This is an actual example of a business succession planning case using a cross purchase buy-sell agreement that we helped to implement and fund. The names have been changed to protect the privacy of the actual company and its owners.
The business owners of ABC, Inc., an international trading company in Miami, FL contacted our office with questions regarding how to fund their buy-sell agreement that they were drafting with their attorney. The company is equally owned by two individuals, Jose age 50 and Henry age 46 and both are in excellent health which made a cross purchase buy-sell agreement and ideal solution.
A buy-sell agreement is a very important legal document for businesses that establishes the ground rules for disposition of the business in the event that things such as death or disability or early retirement come into play.
At the time of our discussions, ABC, Inc., had been in business for 10+ years and had consistently strong revenue and very good earnings. Based on its historical performance and future expectations, the company was appraised at a fair market value of $4M.
The goal was to protect the spouses of the owners in the event that one of the principals dies unexpectedly and to assure that the surviving owner retains 100% of the company.
After many questions regarding company structure, goals and objectives of each owner as well as health and lifestyle issues. We looked at two possible solutions for ABC, Inc.
The entity plan would allow for the business to purchase and own life insurance policies on the lives of both Jose and Henry in an amount equal to their equity ownership interest, $2,000,000 each in this case. The business would be the beneficiary and receive the proceeds at the death of either Jose or Henry. At that point, the business would then redeem the shares of the deceased members estate and the surviving owner would then retain 100% ownership in ABC, Inc.
The cross-purchase buy-sell agreement strategy would work differently in that the owners, Jose and Henry, would own $2,000,000 life insurance policies on each other, pay the premiums out of their own pockets and be the beneficiaries of each others’ policy. At the death of either Henry or Jose, the survivor would receive the policy proceeds directly and then buy-out the deceased owner’s estate as per the buy-sell agreement terms.

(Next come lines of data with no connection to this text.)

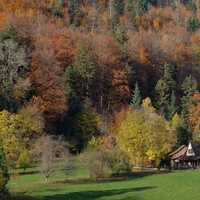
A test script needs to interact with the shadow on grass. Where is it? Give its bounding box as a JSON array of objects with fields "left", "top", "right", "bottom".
[
  {"left": 50, "top": 170, "right": 170, "bottom": 184},
  {"left": 44, "top": 186, "right": 156, "bottom": 200},
  {"left": 9, "top": 186, "right": 156, "bottom": 200}
]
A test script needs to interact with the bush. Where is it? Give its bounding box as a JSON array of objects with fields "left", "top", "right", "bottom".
[
  {"left": 187, "top": 16, "right": 200, "bottom": 32},
  {"left": 84, "top": 148, "right": 132, "bottom": 179},
  {"left": 0, "top": 148, "right": 9, "bottom": 199},
  {"left": 108, "top": 148, "right": 133, "bottom": 174},
  {"left": 18, "top": 150, "right": 31, "bottom": 172}
]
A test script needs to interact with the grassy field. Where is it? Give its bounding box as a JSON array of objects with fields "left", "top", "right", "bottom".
[{"left": 9, "top": 164, "right": 200, "bottom": 200}]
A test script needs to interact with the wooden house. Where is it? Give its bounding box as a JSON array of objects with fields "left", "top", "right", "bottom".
[{"left": 169, "top": 141, "right": 200, "bottom": 169}]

The survivor would then own 100% of the business.
After careful consideration, Jose and Henry determined that the cross purchase buy-sell agreement was the best alternative. So, Jose purchased a term life insurance policy in the amount of $2,000,000 on the Henry’s life and pays the premiums and is the beneficiary. Likewise, Henry purchased a $2,000,000 life insurance policy on Jose with himself owing the policy, paying the premiums and being the beneficiary.

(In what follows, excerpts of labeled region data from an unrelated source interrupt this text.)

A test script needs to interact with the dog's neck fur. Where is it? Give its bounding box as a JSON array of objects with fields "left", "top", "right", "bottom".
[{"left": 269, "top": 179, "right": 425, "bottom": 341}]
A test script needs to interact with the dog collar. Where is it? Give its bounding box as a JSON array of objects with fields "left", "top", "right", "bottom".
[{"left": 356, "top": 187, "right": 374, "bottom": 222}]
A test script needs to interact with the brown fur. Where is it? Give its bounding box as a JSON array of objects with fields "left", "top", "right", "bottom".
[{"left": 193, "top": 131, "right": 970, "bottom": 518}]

The chief reason we went with the cross-purchase buy-sell agreement plan, was the tax advantages for Jose and Henry. With each owning and paying the premium payments and being the policy beneficiary on a life insurance policy on the other owner, in the even that either Jose or Henry passed away, the survivor would received the policy proceeds tax free. Subsequently, the survivor could individually redeem the equity ownership of the deceased owner. In this case, the surviving owner would receive an automatic step-up in cost basis of $2,000,000. So in the event, the surviving owner decided to sell the company in the future, he would pay no taxes on this $2,000,000 as he has already paid this amount for the fair market value to the deceased owner’s estate.
If your company is working on business succession planning and is drafting or reviewing a buy-sell agreement, you need to carefully consider your options. In this particular case, a cross purchase buy-sell agreement was the best alternative. However, each company has its own specific goals and objectives that are likely significantly different that ABC, Inc. Consulting with a qualified attorney, tax advisor and independent insurance agent is critical to reaching your desired objectives.